Concept: Focus Continuously On Quality
This principle introduces quality and describes how to address it throughout the process.
Main Description

Introduction

This principle emphasizes that, to achieve quality, it must be addressed throughout the project lifecycle. An iterative process is particularly adapted to achieving quality since it offers many measurement and correction opportunities.

            
Benefits
  • Higher quality 
  • Earlier insight into progress and quality
Pattern
  1. Ensure team ownership of quality for the product.
  2. Test early and continuously in step with integration of demonstrable capabilities.
  3. Incrementally build test automation.
Anti-Patterns
  • To peer-review all artifacts and complete all unit testing before integration testing.
  • To conduct in-depth peer-review of all intermediate artifacts, which is counter productive since it delays application testing and hence identification of major issues.
  • To complete all unit testing before doing integration testing, again delaying identification of major issues

Discussion 

Improving quality is not simply "meeting requirements," or producing a product that meets user needs and expectations. Rather, quality also includes identifying the measures and criteria that demonstrate its achievement, as well as the implementation of a process to ensure that the product has achieved the desired degree of quality, and that this can be repeated and managed.

Ensuring high quality requires more than the participation of the testing team; it requires that the entire team owns quality. It involves all team members and all parts of the lifecycle:

  • Analysts are responsible for making sure that requirements are testable, and that we specify clear requirements for the tests to be performed.
  • Developers need to design applications with testing in mind, and must be responsible for testing their code.
  • Managers needs to ensure that the right test plans are in place, and that the right resources are in place for building the testware and performing required tests.
  • Testers are the quality experts. They guide the rest of the team in understanding software quality issues, and they are responsible all product testing (including functional, system, and performance).

When we experience a quality issue, every team member should be willing to chip in to address the issue.

One of the major benefits of Iterative Development is that it enables a test early and continuously approach, as illustrated below. By the time we reach the end of a project, and since the most important capabilities are implemented early on, the most essential software may will have been up and running for months, and it is therefore likely it will have been tested for months. It is no surprise that most projects adopting iterative development claim that an increase in quality is a primary tangible result of the improved process.

Software developed in each iteration is tested as it is built. Regression testing ensures that new defects are not introduced in this process.
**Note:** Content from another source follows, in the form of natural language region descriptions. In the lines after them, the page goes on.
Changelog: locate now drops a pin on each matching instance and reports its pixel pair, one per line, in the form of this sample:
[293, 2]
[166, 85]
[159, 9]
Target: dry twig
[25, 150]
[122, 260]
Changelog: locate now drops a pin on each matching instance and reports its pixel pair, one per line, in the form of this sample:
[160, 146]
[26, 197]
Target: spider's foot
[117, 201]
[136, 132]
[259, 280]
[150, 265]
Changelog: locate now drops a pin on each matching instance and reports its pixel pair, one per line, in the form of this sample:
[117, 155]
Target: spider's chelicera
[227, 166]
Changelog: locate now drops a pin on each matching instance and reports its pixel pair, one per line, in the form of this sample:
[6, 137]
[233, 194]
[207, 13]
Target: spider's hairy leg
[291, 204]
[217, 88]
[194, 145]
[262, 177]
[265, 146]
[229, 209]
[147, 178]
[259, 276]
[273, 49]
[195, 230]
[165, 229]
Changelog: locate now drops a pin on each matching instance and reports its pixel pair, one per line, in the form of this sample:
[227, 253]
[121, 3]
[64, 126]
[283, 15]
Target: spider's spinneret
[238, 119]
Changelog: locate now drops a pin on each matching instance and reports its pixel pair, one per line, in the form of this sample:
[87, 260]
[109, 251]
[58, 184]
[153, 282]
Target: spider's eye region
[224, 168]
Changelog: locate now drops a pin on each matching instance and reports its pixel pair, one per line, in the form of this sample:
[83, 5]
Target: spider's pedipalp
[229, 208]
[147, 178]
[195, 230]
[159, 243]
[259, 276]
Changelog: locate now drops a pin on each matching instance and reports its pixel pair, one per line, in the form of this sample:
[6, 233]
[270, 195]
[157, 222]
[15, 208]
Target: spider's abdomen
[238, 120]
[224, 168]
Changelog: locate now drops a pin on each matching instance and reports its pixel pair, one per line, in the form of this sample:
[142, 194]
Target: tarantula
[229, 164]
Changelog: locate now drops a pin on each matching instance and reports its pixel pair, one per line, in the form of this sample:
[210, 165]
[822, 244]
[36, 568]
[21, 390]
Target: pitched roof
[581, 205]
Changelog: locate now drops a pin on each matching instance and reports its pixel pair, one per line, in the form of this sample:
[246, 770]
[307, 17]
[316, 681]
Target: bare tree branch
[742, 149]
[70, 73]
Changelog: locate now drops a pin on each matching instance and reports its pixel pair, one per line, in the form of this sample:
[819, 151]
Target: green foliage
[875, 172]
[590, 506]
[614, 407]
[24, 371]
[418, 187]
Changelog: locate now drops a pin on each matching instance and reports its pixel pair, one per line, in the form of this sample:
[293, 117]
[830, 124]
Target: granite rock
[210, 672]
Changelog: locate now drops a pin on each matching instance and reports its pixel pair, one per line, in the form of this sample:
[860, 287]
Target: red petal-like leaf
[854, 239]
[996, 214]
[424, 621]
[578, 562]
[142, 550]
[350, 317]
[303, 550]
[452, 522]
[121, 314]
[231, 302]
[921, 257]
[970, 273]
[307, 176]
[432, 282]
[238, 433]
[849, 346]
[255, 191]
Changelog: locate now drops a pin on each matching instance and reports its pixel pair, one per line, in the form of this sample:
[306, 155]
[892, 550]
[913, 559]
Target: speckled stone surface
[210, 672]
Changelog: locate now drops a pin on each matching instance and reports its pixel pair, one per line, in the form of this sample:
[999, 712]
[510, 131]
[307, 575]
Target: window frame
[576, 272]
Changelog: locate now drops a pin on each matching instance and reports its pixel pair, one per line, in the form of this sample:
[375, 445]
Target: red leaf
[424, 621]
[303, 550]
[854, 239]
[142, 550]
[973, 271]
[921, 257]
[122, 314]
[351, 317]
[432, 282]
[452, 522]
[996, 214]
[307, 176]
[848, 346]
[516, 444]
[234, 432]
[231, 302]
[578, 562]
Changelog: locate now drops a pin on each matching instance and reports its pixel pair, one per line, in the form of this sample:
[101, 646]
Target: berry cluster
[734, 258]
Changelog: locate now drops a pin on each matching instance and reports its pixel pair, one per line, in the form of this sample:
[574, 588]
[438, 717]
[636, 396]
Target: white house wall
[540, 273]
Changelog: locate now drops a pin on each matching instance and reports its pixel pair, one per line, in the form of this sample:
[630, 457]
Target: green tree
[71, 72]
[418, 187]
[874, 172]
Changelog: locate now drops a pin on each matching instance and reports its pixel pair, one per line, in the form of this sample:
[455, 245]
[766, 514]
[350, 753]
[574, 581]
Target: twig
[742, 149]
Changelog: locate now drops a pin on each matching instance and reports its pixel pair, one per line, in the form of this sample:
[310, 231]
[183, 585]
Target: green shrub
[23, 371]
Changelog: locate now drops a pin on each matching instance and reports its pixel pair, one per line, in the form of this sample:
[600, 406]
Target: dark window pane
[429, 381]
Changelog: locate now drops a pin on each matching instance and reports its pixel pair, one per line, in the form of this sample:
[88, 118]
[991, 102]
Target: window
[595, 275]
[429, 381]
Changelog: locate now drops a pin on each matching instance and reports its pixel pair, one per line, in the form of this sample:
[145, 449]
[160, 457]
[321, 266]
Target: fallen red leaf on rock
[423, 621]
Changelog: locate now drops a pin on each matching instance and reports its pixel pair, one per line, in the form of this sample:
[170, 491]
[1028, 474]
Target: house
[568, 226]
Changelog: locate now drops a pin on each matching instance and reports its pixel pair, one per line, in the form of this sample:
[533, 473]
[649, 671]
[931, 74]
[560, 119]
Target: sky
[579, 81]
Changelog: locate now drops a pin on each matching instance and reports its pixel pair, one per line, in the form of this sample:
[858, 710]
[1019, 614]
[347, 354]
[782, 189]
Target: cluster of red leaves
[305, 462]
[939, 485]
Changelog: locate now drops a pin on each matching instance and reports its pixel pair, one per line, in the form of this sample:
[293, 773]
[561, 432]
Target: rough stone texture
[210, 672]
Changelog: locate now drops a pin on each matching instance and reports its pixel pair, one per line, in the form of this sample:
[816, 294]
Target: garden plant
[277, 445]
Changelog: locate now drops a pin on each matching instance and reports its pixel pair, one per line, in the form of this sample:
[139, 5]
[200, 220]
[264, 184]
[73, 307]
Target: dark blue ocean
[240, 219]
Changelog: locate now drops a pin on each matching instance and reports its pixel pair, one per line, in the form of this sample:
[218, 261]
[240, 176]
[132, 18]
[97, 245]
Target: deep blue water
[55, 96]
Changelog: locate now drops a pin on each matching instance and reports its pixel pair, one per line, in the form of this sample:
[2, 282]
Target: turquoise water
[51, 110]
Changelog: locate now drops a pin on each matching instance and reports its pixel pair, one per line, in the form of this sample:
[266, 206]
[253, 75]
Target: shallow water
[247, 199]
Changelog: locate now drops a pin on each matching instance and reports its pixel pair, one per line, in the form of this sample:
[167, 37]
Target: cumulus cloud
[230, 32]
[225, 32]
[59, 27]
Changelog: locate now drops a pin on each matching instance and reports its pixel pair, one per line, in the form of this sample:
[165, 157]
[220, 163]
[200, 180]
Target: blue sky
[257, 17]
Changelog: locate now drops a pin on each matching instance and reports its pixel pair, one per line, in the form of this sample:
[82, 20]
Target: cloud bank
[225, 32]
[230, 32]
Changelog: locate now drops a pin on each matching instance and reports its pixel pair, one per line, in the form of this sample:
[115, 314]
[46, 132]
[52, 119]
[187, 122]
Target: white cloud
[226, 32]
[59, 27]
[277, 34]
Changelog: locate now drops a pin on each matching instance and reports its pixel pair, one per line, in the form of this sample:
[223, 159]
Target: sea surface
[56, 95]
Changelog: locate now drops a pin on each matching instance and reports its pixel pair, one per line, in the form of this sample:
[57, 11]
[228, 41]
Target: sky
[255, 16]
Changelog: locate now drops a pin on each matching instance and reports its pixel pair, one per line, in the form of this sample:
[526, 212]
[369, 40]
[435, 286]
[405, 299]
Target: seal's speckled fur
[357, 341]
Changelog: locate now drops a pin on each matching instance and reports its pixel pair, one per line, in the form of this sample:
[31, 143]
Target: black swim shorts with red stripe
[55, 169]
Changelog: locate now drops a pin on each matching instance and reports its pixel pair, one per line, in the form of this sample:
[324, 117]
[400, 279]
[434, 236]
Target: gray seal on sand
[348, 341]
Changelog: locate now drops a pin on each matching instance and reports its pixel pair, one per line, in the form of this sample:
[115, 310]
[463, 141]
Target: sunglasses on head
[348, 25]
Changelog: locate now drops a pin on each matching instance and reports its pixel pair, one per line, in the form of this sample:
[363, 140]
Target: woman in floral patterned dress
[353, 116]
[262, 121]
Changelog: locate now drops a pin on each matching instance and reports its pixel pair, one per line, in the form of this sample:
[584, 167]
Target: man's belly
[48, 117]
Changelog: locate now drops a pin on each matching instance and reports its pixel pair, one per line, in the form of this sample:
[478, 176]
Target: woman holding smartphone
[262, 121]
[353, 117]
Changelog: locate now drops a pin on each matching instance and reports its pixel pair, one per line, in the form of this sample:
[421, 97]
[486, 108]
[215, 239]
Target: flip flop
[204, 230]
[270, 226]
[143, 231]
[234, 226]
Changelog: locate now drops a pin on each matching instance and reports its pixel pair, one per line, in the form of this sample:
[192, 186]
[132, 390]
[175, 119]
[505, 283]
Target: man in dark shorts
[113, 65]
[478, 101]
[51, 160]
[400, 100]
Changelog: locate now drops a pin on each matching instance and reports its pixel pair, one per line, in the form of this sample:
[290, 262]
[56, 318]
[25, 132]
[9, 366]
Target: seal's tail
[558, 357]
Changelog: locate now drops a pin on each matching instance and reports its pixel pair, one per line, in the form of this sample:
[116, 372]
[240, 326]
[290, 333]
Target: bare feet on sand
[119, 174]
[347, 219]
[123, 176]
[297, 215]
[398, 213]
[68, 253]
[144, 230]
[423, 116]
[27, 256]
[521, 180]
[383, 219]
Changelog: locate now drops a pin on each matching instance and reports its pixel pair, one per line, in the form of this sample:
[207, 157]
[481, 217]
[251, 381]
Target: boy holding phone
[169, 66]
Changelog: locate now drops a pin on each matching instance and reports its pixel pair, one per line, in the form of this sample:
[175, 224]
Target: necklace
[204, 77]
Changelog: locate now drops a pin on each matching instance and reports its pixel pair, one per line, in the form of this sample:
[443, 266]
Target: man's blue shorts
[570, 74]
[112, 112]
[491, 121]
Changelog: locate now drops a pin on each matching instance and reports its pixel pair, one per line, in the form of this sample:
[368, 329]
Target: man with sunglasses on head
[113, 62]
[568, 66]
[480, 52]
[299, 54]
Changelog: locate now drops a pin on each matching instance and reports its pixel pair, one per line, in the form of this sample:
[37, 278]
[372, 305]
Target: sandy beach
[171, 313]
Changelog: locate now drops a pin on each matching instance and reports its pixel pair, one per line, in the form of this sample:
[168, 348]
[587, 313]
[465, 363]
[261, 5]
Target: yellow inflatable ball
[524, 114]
Testing Is Initiated Early and Expanded Upon in Each Iteration
Iterative development enables early testing. Software developed in each iteration is tested as it is built. Regression testing ensures that new defects are not introduced as new iterations add functionality. Reference: Supporting Material: Quality Management.

As we incrementally build our application, we should also incrementally build test automation to detect defects early, while minimizing up-front investments. As we design our system, we consider how it should be tested. Making the right design decisions can greatly improve our ability to automate testing. We may also be able to generate test code directly from the design models. This saves time, provides incentives for early testing, and increases the quality of testing by minimizing the number of bugs in the test software. Automated testing has been a key area of focus for, among others, the agile community, where the aim is to automate testing of all code, and where tests are written before the code is written (test-first design.)